The Big Picture Comparison
| Feature | NPS | PPF | ELSS |
|---|---|---|---|
| Type | Pension fund (market-linked) | Government savings scheme | Equity mutual fund |
| Max deduction | ₹2L (80C + 80CCD(1B)) | ₹1.5L (80C only) | ₹1.5L (80C only) |
| Expected return | 9–12% | 7.1% | 12–15% |
| Risk | Medium | Zero | High |
| Lock-in | Till age 60 | 15 years | 3 years |
| Tax on gains | 60% tax-free, 40% annuity taxable | Fully tax-free (EEE) | LTCG 12.5% on gains >₹1.25L |
| Liquidity | Very Low | Low (partial after 6 yr) | High (after 3 yr) |
₹1.5 Lakh Invested for 30 Years: Who Wins?
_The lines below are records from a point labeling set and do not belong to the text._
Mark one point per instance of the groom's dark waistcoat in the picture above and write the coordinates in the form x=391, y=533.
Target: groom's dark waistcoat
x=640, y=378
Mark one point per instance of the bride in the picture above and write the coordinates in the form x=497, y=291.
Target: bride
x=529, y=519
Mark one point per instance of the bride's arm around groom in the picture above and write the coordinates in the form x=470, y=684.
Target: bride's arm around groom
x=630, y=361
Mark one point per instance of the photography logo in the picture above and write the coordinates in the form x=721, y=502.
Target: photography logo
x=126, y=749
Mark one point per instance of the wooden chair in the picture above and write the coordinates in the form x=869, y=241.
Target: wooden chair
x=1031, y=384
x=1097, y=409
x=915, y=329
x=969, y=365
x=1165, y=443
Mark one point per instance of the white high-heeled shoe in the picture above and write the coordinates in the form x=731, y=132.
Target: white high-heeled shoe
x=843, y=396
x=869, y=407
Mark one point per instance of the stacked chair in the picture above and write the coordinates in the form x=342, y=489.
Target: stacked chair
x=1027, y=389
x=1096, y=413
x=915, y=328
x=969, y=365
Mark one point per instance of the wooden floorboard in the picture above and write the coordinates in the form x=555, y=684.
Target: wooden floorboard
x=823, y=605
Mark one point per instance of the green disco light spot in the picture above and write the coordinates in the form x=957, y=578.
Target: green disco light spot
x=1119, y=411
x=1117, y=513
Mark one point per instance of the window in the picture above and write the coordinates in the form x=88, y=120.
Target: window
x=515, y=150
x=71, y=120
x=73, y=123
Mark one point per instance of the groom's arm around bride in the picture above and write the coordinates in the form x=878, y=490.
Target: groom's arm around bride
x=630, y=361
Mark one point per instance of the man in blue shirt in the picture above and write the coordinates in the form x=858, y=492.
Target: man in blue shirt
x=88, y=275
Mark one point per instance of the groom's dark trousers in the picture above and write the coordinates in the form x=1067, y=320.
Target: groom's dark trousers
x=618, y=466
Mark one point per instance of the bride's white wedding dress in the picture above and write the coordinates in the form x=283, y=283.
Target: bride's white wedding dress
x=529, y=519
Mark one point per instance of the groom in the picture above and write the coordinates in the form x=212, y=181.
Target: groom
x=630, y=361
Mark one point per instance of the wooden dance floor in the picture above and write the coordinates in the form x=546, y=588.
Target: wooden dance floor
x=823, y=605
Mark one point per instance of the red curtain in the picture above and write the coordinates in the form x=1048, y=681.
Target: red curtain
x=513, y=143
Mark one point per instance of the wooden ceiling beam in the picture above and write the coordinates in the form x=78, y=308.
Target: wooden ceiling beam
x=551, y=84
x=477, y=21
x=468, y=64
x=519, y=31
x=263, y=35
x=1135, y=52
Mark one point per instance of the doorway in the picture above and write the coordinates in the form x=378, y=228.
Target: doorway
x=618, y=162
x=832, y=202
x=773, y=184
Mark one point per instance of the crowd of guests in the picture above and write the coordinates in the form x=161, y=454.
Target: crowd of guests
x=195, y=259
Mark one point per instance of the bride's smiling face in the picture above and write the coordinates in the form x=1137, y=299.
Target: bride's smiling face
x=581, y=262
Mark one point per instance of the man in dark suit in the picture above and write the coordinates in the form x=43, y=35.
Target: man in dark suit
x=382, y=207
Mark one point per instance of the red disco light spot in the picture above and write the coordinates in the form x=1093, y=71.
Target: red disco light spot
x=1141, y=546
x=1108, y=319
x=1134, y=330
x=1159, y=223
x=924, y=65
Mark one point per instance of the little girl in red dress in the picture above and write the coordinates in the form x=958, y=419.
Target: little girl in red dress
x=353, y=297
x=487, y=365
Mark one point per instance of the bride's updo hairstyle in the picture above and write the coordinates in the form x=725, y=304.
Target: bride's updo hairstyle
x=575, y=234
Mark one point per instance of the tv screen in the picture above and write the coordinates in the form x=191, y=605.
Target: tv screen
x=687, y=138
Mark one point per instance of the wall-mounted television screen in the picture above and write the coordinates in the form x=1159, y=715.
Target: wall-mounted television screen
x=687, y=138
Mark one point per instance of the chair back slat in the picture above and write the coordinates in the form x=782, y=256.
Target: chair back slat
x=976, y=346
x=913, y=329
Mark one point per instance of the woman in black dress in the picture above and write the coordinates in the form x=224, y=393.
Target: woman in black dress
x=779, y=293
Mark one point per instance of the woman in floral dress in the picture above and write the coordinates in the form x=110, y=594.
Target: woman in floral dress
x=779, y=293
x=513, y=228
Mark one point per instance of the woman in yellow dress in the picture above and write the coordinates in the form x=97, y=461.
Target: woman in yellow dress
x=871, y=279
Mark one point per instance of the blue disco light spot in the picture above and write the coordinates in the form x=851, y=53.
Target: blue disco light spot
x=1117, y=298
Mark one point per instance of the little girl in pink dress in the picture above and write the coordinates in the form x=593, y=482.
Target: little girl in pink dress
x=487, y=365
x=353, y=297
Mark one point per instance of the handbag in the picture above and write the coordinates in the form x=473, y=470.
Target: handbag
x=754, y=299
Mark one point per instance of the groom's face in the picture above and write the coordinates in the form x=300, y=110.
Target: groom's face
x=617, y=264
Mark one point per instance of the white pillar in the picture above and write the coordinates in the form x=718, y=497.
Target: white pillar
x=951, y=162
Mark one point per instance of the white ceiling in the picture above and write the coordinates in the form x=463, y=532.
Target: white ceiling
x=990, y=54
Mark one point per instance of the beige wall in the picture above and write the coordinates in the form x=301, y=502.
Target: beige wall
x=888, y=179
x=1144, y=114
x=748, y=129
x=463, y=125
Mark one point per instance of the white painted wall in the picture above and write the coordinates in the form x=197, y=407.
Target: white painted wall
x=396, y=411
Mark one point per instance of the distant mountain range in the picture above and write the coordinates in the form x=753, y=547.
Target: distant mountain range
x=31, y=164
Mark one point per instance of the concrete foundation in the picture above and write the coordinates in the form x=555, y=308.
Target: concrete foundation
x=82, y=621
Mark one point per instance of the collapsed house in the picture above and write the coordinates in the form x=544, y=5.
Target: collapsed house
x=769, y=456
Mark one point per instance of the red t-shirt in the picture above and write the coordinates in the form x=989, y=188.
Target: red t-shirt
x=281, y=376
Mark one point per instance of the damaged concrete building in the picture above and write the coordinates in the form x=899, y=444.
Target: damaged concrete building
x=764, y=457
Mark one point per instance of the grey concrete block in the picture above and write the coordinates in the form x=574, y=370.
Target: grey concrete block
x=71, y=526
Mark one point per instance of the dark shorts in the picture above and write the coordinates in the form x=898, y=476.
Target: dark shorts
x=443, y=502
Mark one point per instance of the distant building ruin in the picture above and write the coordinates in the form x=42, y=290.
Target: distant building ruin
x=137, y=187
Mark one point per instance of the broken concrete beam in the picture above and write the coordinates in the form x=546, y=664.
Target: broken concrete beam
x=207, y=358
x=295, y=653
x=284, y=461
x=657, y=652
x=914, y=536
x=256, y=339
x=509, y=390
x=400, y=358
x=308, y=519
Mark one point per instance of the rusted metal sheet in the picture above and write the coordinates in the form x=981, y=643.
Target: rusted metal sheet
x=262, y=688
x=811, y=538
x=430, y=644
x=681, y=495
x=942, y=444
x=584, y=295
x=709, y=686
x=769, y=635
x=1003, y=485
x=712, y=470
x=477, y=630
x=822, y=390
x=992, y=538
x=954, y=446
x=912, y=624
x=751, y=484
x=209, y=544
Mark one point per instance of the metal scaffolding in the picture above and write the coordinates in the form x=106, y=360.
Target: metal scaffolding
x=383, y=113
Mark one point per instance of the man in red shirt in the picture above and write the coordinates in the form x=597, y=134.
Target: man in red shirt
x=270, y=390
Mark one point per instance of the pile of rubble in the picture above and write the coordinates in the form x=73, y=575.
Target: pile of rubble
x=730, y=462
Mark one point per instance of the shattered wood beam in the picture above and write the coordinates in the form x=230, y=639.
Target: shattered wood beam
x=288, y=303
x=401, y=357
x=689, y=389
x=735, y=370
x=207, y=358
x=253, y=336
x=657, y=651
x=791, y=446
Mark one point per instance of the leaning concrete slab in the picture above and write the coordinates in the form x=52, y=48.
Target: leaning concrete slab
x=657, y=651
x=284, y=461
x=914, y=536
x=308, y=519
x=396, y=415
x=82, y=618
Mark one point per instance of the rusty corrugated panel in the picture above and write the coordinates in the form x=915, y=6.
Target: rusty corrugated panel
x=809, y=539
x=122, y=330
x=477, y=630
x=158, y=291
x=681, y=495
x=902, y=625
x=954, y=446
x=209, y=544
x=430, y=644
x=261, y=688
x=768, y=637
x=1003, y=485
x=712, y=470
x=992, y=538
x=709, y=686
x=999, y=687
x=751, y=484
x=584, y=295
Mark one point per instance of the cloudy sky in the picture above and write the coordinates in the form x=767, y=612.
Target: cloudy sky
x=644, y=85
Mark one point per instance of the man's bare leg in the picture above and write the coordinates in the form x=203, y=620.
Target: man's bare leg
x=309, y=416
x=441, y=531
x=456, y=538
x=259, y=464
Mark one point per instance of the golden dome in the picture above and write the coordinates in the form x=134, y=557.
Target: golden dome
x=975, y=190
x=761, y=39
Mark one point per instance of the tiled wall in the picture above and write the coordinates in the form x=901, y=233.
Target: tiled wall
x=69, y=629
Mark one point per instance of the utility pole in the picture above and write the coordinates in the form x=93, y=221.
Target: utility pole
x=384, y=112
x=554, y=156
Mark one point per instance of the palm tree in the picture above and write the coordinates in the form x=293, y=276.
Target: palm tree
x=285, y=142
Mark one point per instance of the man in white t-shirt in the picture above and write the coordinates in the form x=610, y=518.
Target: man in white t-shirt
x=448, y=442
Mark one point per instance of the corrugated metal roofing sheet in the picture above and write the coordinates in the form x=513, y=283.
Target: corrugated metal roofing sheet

| Instrument | Annual Tax Saved (30% bracket) | Gross Corpus | Post-Tax Corpus |
|---|---|---|---|
| NPS | ₹62,400 (with 80CCD(1B) extra) | ~₹2.34 Cr (10% return) | ~₹1.88 Cr (60% lump, 40% annuity taxed) |
| PPF | ₹46,800 | ~₹1.49 Cr (7.1%) | ₹1.49 Cr (fully tax-free) |
| ELSS | ₹46,800 | ~₹4.33 Cr (13% return) | ~₹3.98 Cr (LTCG 12.5% on gains) |
Based on 30 years. NPS uses additional ₹50K 80CCD(1B) deduction.
Conclusion: ELSS wins on final corpus by far, but with much higher volatility. PPF wins on safety and simplicity. NPS wins on total tax saved (extra ₹50K deduction) while providing retirement discipline.
The Recommended Strategy
Most tax and investment advisors recommend a combination, not a single instrument:
- PPF: Max ₹1.5L for stable, risk-free core retirement savings
- ELSS SIP: ₹5,000–15,000/month for market-linked wealth building
- NPS: ₹50,000+ for the extra 80CCD(1B) deduction and disciplined retirement pension
Total strategy: ₹1.5L in 80C instruments (PPF + ELSS) + ₹50K NPS = ₹2L total deduction + ₹2.08 lakh/year more saved in taxes (30% bracket).